Why does Python code use len() function instead of a length method?

Solution 1:

Strings do have a length method: __len__()

The protocol in Python is to implement this method on objects which have a length and use the built-in len() function, which calls it for you, similar to the way you would implement __iter__() and use the built-in iter() function (or have the method called behind the scenes for you) on objects which are iterable.

See Emulating container types for more information.

Here's a good read on the subject of protocols in Python: Python and the Principle of Least Astonishment

Solution 2:

Jim's answer to this question may help; I copy it here. Quoting Guido van Rossum:

First of all, I chose len(x) over x.len() for HCI reasons (def __len__() came much later). There are two intertwined reasons actually, both HCI:

(a) For some operations, prefix notation just reads better than postfix — prefix (and infix!) operations have a long tradition in mathematics which likes notations where the visuals help the mathematician thinking about a problem. Compare the easy with which we rewrite a formula like x*(a+b) into x*a + x*b to the clumsiness of doing the same thing using a raw OO notation.

(b) When I read code that says len(x) I know that it is asking for the length of something. This tells me two things: the result is an integer, and the argument is some kind of container. To the contrary, when I read x.len(), I have to already know that x is some kind of container implementing an interface or inheriting from a class that has a standard len(). Witness the confusion we occasionally have when a class that is not implementing a mapping has a get() or keys() method, or something that isn’t a file has a write() method.

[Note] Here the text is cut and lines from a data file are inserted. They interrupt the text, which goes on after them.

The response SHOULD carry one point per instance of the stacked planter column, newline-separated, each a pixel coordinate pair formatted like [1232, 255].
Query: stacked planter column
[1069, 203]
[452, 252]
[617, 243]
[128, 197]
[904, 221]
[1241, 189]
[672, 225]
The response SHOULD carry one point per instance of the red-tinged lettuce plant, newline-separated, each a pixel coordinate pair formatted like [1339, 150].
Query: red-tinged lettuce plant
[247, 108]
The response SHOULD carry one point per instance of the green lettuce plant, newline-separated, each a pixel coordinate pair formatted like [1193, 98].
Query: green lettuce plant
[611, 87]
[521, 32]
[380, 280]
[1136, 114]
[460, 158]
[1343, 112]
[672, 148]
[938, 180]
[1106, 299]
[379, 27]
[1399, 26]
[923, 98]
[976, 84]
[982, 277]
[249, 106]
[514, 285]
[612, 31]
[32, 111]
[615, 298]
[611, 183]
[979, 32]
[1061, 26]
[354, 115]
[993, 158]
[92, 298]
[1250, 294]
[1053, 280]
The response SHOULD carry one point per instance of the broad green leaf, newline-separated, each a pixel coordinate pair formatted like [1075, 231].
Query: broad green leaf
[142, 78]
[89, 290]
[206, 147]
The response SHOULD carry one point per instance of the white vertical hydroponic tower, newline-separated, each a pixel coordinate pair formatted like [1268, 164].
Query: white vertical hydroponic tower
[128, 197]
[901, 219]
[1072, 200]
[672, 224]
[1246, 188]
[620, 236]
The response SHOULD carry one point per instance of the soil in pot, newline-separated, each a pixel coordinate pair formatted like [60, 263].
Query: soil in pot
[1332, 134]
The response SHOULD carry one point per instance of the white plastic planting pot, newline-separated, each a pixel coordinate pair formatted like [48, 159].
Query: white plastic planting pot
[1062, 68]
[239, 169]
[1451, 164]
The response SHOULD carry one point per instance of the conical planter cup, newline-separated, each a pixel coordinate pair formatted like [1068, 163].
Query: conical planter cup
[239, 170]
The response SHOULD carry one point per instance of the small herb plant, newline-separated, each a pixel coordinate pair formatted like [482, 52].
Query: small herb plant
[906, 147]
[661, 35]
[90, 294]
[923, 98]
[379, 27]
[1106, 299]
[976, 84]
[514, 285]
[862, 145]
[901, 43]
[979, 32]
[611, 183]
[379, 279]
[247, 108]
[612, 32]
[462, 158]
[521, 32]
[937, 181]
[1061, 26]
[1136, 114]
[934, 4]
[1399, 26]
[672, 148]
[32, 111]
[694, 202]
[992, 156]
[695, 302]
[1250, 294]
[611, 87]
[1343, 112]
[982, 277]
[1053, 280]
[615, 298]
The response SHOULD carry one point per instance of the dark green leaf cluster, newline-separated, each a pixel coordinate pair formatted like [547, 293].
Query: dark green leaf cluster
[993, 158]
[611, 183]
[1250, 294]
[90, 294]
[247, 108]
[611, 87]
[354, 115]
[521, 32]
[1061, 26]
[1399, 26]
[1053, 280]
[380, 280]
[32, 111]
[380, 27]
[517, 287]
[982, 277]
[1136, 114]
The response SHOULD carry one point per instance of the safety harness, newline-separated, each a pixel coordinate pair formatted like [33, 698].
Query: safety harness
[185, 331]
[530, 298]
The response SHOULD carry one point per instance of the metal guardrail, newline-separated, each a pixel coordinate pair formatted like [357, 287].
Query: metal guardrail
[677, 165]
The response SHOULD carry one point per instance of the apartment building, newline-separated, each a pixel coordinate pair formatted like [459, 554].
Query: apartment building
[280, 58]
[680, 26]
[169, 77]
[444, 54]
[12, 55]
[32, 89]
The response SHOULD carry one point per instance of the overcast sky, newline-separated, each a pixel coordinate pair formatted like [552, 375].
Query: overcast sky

Saying the same thing in another way, I see ‘len‘ as a built-in operation. I’d hate to lose that. /…/

Solution 3:

There is a len method:

>>> a = 'a string of some length'
>>> a.__len__()
23
>>> a.__len__
<method-wrapper '__len__' of str object at 0x02005650>

Solution 4:

Python is a pragmatic programming language, and the reasons for len() being a function and not a method of str, list, dict etc. are pragmatic.

The len() built-in function deals directly with built-in types: the CPython implementation of len() actually returns the value of the ob_size field in the PyVarObject C struct that represents any variable-sized built-in object in memory. This is much faster than calling a method -- no attribute lookup needs to happen. Getting the number of items in a collection is a common operation and must work efficiently for such basic and diverse types as str, list, array.array etc.

However, to promote consistency, when applying len(o) to a user-defined type, Python calls o.__len__() as a fallback. __len__, __abs__ and all the other special methods documented in the Python Data Model make it easy to create objects that behave like the built-ins, enabling the expressive and highly consistent APIs we call "Pythonic".

By implementing special methods your objects can support iteration, overload infix operators, manage contexts in with blocks etc. You can think of the Data Model as a way of using the Python language itself as a framework where the objects you create can be integrated seamlessly.

A second reason, supported by quotes from Guido van Rossum like this one, is that it is easier to read and write len(s) than s.len().

The notation len(s) is consistent with unary operators with prefix notation, like abs(n). len() is used way more often than abs(), and it deserves to be as easy to write.

There may also be a historical reason: in the ABC language which preceded Python (and was very influential in its design), there was a unary operator written as #s which meant len(s).